With server and storage utilization, the end-user is only peripherally involved. As long as the applications based on the virtualized infrastructure perform well, the user sees no difference at all. All changes in process are within the IT department. With VDI the user experience is the single most important key to success.
What we heard from practitioners on the 1/25/2011 Wikibon Peer Incite meeting were clear imperatives for successful VDI implementations:
- VDI implementations should be led by people experienced with PC and desktop deployment – infrastructure staff should be restricted to a support role;
- IT infrastructure staff are NOT typical end-users;
- Segment user groups by the applications run, the locations used and IT experience;
- Pick a homogenous group of users in the same location where the business case is clear as a starting point;
- Collect data automatically on the exact usage of application run, the infrastructure used (e.g., file & print), and desktop functionality used;
- Run a small VDI pilot to understand VDI and its impact on the organization;
- Ensure that storage is architected properly and can meet peak IOPS requirements such as boot storms;
- Success can be measured by a group of users actually using the new VDI infrastructure, and realizing the projected savings.

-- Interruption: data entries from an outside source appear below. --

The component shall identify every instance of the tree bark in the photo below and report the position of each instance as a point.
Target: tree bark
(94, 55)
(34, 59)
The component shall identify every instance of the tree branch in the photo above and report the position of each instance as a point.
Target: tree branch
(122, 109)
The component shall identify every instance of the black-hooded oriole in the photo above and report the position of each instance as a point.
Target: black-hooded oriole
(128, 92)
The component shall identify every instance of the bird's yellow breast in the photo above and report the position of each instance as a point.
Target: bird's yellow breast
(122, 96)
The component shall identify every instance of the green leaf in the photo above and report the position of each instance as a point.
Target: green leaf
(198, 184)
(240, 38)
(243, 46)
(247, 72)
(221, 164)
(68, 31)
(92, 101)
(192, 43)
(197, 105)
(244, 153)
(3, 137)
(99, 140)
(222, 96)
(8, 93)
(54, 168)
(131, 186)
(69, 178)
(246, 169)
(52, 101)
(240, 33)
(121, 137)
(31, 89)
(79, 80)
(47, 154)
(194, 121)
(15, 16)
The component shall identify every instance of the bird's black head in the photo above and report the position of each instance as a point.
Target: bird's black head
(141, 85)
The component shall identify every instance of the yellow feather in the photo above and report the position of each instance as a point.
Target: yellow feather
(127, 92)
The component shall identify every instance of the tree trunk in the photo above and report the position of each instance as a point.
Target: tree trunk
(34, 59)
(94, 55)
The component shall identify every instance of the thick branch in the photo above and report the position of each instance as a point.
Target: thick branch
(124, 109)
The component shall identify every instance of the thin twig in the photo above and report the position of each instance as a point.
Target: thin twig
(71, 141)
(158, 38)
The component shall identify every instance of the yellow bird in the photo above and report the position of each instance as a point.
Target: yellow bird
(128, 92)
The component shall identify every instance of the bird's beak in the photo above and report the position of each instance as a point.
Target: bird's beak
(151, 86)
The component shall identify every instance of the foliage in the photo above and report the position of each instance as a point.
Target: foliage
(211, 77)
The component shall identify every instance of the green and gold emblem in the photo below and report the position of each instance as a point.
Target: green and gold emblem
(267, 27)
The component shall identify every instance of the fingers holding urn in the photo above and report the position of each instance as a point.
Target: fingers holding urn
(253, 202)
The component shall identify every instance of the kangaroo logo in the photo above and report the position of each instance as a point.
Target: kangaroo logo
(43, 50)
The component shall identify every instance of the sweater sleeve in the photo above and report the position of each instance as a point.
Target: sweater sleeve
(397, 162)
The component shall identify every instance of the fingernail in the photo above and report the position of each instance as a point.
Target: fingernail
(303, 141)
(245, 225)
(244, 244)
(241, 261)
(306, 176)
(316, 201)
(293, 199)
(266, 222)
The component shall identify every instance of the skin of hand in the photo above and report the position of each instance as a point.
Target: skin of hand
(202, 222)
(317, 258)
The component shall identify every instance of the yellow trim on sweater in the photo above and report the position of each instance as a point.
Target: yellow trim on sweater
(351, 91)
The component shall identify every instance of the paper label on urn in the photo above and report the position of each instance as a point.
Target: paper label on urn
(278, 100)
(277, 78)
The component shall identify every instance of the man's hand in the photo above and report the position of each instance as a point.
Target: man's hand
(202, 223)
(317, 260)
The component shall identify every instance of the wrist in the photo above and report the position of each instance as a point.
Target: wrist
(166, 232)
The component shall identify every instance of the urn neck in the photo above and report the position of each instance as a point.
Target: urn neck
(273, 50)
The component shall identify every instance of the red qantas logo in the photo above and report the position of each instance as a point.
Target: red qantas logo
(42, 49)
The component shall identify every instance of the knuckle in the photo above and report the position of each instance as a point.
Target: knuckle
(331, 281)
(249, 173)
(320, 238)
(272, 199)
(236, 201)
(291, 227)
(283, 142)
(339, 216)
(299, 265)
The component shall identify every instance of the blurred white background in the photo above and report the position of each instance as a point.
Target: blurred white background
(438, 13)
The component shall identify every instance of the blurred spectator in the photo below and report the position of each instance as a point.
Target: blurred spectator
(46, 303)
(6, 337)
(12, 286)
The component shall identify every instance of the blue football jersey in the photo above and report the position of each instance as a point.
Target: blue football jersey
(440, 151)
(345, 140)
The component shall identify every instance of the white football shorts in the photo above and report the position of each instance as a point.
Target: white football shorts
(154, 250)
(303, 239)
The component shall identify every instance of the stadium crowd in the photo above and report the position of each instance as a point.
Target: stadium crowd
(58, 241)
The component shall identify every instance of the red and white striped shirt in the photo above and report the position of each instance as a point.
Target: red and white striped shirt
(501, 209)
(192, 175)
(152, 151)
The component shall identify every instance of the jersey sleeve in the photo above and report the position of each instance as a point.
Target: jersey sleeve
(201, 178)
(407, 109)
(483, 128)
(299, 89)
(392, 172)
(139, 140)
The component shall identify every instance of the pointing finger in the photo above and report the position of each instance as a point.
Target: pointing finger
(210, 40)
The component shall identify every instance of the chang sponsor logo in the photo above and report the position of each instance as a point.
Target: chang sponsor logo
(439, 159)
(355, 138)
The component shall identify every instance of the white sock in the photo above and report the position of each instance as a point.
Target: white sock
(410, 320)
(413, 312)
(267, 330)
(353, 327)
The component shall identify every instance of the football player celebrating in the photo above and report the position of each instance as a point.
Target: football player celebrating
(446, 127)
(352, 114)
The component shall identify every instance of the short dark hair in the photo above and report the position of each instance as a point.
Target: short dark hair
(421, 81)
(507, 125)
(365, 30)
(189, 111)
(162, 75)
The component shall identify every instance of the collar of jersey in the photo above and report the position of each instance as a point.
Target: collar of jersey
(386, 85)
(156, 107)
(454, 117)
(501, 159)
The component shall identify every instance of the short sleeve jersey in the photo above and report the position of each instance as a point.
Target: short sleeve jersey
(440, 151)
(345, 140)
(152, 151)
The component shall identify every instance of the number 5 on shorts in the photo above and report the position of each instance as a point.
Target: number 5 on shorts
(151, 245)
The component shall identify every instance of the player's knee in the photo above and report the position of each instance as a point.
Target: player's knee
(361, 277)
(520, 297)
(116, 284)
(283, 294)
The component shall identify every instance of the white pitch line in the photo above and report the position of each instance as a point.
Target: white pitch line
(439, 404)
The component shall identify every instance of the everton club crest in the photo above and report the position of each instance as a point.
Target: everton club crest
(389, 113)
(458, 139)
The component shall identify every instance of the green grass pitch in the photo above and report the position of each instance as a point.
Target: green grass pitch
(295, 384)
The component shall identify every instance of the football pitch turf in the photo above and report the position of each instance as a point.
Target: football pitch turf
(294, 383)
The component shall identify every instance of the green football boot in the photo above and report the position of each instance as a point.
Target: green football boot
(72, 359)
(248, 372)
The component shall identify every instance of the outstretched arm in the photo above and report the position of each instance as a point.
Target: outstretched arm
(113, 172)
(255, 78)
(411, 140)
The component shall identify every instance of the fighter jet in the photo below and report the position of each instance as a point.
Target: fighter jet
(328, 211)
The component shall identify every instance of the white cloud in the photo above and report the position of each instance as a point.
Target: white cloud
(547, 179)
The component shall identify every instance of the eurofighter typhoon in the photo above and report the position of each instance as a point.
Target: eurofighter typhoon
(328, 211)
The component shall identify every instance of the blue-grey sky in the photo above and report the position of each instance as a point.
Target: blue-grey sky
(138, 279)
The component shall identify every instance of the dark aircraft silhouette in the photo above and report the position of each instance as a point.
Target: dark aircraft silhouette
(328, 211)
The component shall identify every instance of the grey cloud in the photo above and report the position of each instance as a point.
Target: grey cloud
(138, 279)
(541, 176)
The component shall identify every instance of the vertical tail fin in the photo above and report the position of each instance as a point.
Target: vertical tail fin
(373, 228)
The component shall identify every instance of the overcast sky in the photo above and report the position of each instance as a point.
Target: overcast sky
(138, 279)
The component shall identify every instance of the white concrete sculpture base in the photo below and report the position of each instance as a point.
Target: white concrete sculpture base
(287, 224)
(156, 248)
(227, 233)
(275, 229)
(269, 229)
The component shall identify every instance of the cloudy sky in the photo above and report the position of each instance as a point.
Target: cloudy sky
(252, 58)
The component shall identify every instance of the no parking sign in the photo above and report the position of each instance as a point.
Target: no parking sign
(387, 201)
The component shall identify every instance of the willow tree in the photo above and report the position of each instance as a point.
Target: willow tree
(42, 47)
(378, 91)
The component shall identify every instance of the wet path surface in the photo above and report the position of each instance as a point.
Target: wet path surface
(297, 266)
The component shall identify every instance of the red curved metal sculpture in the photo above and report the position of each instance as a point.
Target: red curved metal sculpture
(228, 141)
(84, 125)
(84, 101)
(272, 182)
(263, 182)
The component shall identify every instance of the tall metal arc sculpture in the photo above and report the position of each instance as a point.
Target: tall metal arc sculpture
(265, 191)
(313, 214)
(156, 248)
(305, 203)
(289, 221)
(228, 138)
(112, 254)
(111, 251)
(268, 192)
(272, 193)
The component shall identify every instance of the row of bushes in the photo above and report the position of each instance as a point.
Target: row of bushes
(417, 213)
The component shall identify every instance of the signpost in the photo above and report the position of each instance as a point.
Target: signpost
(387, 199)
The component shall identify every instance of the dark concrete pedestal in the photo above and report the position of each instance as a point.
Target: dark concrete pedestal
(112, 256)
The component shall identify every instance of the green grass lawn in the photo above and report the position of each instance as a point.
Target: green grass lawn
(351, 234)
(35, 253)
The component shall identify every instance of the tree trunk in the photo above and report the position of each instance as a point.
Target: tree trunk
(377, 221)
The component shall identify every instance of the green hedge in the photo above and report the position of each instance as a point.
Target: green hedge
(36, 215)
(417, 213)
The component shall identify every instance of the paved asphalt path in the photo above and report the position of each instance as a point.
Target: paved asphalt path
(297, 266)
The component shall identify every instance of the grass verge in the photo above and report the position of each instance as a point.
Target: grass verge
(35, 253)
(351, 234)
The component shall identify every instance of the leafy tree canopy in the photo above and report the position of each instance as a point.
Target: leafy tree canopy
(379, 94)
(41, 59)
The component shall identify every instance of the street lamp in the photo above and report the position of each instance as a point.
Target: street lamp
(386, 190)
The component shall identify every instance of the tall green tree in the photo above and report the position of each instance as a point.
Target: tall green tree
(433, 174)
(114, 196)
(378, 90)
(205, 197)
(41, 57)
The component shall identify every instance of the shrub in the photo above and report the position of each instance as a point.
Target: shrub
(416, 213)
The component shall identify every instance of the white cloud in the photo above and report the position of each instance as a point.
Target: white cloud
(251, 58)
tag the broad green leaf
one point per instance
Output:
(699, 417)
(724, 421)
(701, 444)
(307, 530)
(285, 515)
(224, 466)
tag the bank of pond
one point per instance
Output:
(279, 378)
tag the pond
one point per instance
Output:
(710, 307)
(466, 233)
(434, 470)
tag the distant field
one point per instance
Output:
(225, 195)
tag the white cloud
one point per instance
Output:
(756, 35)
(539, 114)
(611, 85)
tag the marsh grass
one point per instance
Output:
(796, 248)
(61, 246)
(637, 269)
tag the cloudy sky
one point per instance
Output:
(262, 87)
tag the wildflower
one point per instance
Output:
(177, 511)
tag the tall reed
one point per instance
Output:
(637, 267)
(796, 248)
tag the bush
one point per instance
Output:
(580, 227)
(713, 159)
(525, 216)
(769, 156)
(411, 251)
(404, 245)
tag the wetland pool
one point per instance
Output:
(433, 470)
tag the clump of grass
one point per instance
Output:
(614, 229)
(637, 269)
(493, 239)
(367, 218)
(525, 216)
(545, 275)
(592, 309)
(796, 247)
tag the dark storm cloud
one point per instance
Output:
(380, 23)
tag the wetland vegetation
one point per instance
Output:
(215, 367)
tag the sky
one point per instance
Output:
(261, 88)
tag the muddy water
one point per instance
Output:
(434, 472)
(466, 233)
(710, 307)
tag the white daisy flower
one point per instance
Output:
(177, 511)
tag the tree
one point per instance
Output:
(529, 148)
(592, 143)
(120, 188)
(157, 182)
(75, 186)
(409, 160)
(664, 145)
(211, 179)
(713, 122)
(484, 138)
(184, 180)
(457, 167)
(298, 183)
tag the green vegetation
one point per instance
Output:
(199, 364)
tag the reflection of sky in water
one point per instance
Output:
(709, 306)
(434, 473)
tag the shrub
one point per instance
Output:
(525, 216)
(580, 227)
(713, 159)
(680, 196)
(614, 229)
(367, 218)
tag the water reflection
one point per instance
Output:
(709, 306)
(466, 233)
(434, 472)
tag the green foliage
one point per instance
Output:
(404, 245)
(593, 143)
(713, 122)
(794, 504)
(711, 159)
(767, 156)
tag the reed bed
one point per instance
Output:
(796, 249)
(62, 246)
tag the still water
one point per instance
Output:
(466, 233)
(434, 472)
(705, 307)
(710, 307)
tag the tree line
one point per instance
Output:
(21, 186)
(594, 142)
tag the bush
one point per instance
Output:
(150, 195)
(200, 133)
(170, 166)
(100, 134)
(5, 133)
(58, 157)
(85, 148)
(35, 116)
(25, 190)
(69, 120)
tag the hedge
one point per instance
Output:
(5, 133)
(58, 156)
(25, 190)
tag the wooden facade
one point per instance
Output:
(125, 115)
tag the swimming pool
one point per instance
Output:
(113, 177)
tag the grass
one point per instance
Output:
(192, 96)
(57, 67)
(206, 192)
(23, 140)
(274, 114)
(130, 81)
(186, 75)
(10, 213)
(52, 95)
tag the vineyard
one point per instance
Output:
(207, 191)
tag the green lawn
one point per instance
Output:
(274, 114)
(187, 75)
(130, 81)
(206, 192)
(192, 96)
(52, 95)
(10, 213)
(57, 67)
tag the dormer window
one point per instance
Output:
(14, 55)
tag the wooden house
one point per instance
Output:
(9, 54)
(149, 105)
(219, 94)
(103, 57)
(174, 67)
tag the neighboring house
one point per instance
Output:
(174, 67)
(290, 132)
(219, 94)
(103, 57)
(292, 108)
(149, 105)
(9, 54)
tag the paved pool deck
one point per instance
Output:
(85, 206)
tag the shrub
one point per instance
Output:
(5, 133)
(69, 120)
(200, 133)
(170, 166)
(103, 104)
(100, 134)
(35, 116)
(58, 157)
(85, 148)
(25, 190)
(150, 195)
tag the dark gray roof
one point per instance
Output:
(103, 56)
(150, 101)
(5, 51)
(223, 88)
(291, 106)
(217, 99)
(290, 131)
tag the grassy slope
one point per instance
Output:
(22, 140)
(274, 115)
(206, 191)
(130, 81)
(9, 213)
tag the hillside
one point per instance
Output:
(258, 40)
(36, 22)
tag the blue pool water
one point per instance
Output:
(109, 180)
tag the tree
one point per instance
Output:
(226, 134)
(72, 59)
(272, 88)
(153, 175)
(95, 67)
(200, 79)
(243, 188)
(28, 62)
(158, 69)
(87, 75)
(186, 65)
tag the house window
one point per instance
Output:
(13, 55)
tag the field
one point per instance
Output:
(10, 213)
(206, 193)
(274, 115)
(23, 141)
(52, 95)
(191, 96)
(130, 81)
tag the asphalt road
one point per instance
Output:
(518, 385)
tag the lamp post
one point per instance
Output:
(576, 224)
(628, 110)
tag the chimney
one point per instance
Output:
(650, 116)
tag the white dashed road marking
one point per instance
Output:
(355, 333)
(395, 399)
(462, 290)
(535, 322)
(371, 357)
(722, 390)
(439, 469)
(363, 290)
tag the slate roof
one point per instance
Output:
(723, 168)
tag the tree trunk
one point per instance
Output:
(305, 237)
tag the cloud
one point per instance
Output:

One of the greatest challenges for CIOs is managing access, ensuring security, and integrating the plethora of end-user devices that employees are carrying. End-users find it useful to access a screenshot of a desktop on their end-user device, but it is not integration. Integration is being able to print from an end-user device directly to an IP printer, lookup and change meetings and reservations directly, interact with data required directly.
The pace of innovation in end-user devices and applications is unrelenting, and VDI cannot possibly innovate fast enough to keep pace. VDI can make a contribution to integration, but selling VDI as a strategic solution for end-user device integration will almost certainly lead to unfulfilled expectations and project failure.
Action Item: Keep VDI implementations simple in scope and led by desktop experts, migrate users in small homogeneous groups one group at a time, and focus on great end-user experience and budget savings.